I'm trying to detect a sequence in a column of my hive table. I have 3 columns (id, label, index). Each id has a sequence of labels and index is the ordering of the labels, like
id label index
a x 1
a y 2
a x 3
a y 4
b x 1
b y 2
b y 3
b y 4
b x 5
b y 6
I want to identify if the label sequence of x,y,x,y occurs.

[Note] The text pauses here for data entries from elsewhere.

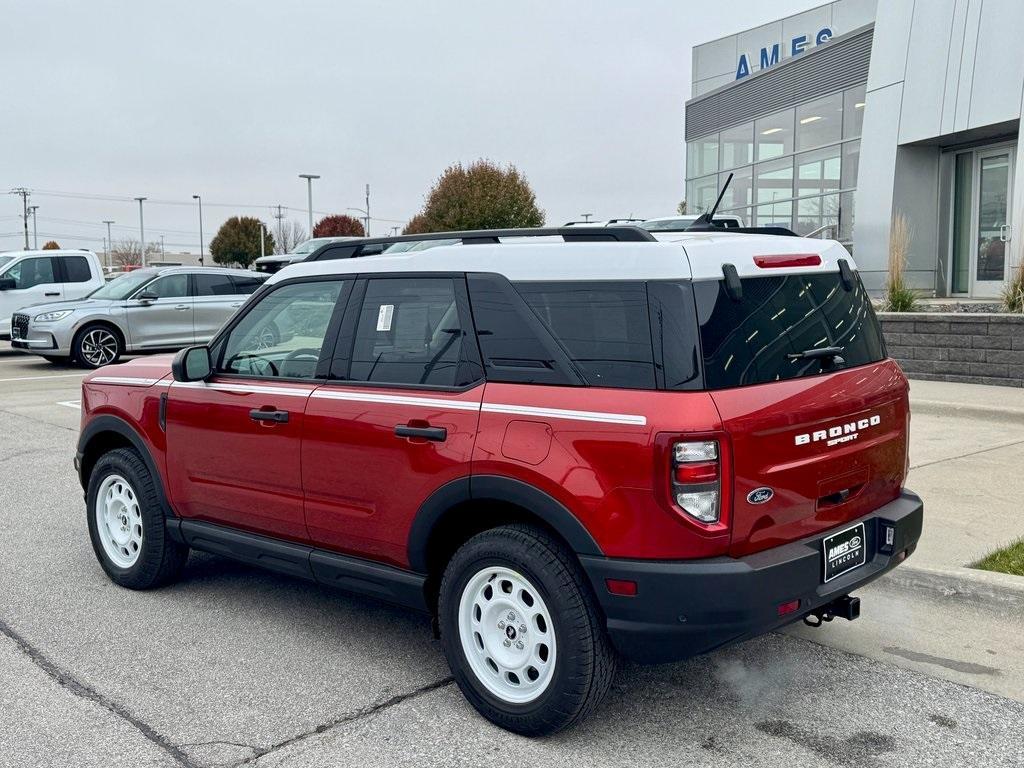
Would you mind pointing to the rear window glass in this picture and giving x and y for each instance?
(748, 341)
(603, 327)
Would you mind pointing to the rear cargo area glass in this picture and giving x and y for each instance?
(748, 341)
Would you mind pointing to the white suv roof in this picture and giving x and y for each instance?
(697, 255)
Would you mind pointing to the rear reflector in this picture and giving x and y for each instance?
(698, 472)
(621, 587)
(780, 260)
(790, 607)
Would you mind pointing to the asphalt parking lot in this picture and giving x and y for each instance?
(235, 666)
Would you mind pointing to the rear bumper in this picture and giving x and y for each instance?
(685, 608)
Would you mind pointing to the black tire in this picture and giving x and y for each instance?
(82, 347)
(585, 664)
(160, 557)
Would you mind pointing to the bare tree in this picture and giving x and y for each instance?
(288, 236)
(128, 253)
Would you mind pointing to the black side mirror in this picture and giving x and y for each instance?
(192, 364)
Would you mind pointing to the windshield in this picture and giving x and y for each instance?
(664, 224)
(123, 287)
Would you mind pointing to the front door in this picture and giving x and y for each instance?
(397, 419)
(993, 172)
(160, 314)
(233, 442)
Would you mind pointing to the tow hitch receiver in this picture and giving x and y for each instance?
(844, 607)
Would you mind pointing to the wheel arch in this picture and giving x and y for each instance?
(105, 433)
(468, 506)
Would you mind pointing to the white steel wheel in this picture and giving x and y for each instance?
(119, 521)
(507, 635)
(98, 347)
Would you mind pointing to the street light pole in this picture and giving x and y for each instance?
(200, 199)
(110, 242)
(141, 232)
(309, 189)
(35, 235)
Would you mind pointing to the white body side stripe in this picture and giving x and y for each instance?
(395, 399)
(557, 413)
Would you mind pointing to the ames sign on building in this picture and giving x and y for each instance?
(835, 119)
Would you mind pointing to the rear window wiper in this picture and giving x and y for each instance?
(830, 354)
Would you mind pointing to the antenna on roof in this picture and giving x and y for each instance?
(706, 219)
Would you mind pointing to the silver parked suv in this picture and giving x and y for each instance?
(146, 310)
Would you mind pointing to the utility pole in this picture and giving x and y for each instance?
(110, 244)
(25, 210)
(141, 232)
(309, 188)
(200, 199)
(283, 245)
(35, 233)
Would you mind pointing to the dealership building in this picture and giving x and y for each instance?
(839, 119)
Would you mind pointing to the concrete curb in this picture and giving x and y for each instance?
(997, 590)
(991, 413)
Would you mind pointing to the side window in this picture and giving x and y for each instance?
(169, 287)
(245, 286)
(77, 268)
(604, 327)
(32, 272)
(213, 284)
(284, 332)
(409, 331)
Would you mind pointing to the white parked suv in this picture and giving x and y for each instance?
(29, 278)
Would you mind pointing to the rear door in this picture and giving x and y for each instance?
(397, 418)
(160, 314)
(826, 436)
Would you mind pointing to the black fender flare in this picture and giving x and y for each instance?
(499, 488)
(108, 423)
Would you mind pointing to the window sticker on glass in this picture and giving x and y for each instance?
(384, 315)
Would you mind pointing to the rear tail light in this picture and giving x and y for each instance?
(696, 479)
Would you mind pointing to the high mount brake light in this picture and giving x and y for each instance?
(696, 479)
(778, 261)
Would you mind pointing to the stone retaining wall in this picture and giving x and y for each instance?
(972, 348)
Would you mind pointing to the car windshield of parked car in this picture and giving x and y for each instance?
(123, 287)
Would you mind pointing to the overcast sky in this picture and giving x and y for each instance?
(233, 99)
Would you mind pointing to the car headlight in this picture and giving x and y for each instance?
(50, 316)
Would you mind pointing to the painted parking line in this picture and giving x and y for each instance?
(42, 378)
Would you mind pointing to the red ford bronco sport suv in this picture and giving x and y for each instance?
(563, 451)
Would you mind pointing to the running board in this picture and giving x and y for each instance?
(330, 568)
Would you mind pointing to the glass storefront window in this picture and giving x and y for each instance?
(700, 194)
(819, 122)
(853, 112)
(774, 135)
(774, 214)
(701, 157)
(740, 192)
(737, 146)
(818, 171)
(773, 180)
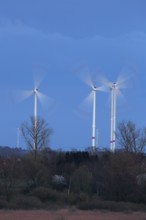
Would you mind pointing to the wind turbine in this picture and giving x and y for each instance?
(92, 97)
(21, 95)
(114, 88)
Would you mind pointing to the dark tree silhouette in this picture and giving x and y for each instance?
(38, 140)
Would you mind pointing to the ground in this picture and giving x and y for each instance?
(70, 215)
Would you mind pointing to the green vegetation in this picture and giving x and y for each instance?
(105, 180)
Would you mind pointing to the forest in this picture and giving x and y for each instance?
(83, 179)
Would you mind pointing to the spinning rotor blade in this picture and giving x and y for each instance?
(83, 74)
(85, 105)
(38, 76)
(21, 95)
(45, 101)
(103, 80)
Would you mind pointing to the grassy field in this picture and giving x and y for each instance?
(70, 215)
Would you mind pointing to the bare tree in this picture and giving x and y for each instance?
(130, 138)
(38, 139)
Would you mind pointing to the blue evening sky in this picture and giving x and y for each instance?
(59, 36)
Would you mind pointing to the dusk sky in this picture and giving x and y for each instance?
(61, 37)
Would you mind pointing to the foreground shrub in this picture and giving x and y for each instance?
(110, 205)
(45, 194)
(25, 202)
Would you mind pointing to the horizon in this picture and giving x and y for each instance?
(58, 38)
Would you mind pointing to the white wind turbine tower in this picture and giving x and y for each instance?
(114, 88)
(21, 95)
(92, 97)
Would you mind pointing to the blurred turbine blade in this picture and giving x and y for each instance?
(101, 88)
(39, 74)
(21, 95)
(46, 102)
(84, 75)
(120, 96)
(86, 104)
(103, 80)
(122, 81)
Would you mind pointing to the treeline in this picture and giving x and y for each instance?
(57, 179)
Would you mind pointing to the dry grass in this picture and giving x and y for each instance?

I was thinking of trying a lead function to accomplish this like:
select id, index, label,
lead( label, 1) over (partition by id order by index) as l1_fac,
lead( label, 2) over (partition by id order by index) as l2_fac,
lead( label, 3) over (partition by id order by index) as l3_fac
from mytable
yields:
id index label l1_fac l2_fac l3_fac
a 1 x y x y
a 2 y x y NULL
a 3 x y NULL NULL
a 4 y NULL NULL NULL
b 1 x y y y
b 2 y y y x
b 3 y y x y
b 4 y x y NULL
b 5 x y NULL NULL
where l1(2,3) are the next label values. Then I could check for a pattern with
where label = l2_fac and l1_fac = l3_fac
This will work for id = a, but not id = b where the label sequence is: x, y, y, y, y, x. I don't care that it was 3 y's in a row I am just interested that it went from x to y to x to y.
I'm not sure if this is possible, I was trying a combination of group by and partition, but not successful.